En sus brazos la condujo hasta el coche que esperaba en la puerta,
donde la acomodó. El anciano doctor y el buen Lorry se sentaron a su
lado, y Carton se acomodó en el pescante, junto al cochero.
Llegados frente a la verja, al sitio en que horas antes se detuviera
Carton procurando adivinar qué piedras habían hollado los pies de
Lucía, sacó a ésta del coche, y en sus brazos la subió orgulloso hasta
sus habitaciones, acostándola sobre un sofá. Lucita y la señorita Pross
lloraban desconsoladas.
--No haga nada por disipar su desmayo.--dijo Carton a la última con voz
muy baja.--Está mejor así.
--¡Oh Carton, Carton!--gritó Lucita, saltando al cuello de Carton y
rodeándole con sus brazos.--Ahora que ha venido usted, no dudo que hará
algo para consolar a mamá, para salvar a papá. ¡Véala usted, Carton!

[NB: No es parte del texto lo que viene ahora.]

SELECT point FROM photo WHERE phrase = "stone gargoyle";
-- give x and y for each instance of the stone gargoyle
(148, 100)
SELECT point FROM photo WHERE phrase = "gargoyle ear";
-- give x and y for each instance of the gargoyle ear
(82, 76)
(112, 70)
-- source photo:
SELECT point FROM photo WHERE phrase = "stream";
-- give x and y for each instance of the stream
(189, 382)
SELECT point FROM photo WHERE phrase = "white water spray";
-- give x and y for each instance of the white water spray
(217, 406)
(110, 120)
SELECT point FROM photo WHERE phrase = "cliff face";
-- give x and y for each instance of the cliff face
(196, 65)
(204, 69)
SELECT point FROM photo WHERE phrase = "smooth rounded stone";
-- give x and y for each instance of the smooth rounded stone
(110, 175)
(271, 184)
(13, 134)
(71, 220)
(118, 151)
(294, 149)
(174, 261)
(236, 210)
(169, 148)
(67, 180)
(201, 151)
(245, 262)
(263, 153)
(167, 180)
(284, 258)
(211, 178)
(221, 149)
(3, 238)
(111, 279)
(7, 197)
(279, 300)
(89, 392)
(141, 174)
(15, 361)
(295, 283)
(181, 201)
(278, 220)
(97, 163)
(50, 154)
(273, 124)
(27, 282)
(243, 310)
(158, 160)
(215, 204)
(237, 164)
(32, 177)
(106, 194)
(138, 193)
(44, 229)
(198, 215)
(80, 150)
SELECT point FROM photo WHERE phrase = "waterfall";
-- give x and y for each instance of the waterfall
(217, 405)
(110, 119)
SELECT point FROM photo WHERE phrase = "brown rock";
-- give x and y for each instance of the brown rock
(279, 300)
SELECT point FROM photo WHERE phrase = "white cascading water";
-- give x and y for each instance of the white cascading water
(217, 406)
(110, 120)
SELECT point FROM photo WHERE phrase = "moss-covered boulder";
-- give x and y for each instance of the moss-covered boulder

¿Puede usted, puede nadie que la quiera contemplarla sin que salte
hecho pedazos su corazón?
Carton dió un beso a la niña, separó con dulzura sus bracitos,
contempló durante algunos segundos a la madre, y dijo:
--Antes de irme... ¿puedo besarla?
Más tarde recordaron los testigos de esta escena que, mientras rozaban
sus labios las mejillas de la desmayada, murmuró algunas palabras. La
niña, que era la que se encontraba más cerca, dijo después, y repitió
muchas veces a sus nietos, cuando era una viejecita encorvada bajo el
peso de los años: «Es una vida que amas».
En la habitación inmediata, donde encontró al doctor y a Lorry, dijo al
primero:
--Ayer tenía usted mucha influencia, doctor Manette; debe usted ponerla
toda en juego. Los jueces, y todos los que hoy tienen algún poder, son
amigos suyos y están agradecidos a sus servicios; ¿no es cierto?
--Nada me ocultaron de lo que a Carlos se refería. Abrigaba yo
esperanzas, casi seguridad absoluta de salvarle, y le salvé--contestó
el doctor, hablando con mucha lentitud y con expresión conturbada.
--Pruebe otra vez. Breves son las horas que separan a hoy de mañana;
pero pruebe.
--Probaré... No descansaré un instante.
--Es lo que debe hacer. He visto hacer grandes cosas a hombres dotados
de las energías de usted, aunque nunca--añadió, sonriendo y suspirando
al mismo tiempo--tan grandes como la que le propongo. Pruebe, sin
embargo. La salvación de una vida querida bien vale ese esfuerzo.
--Me presentaré al Fiscal de la República y al Presidente--contestó el
doctor Manette,--así como también a otros que no es necesario nombrar.
Escribiré también, y... Pero ahora recuerdo que hoy se celebran
festejos públicos y que no podré ver a nadie hasta que sea de noche.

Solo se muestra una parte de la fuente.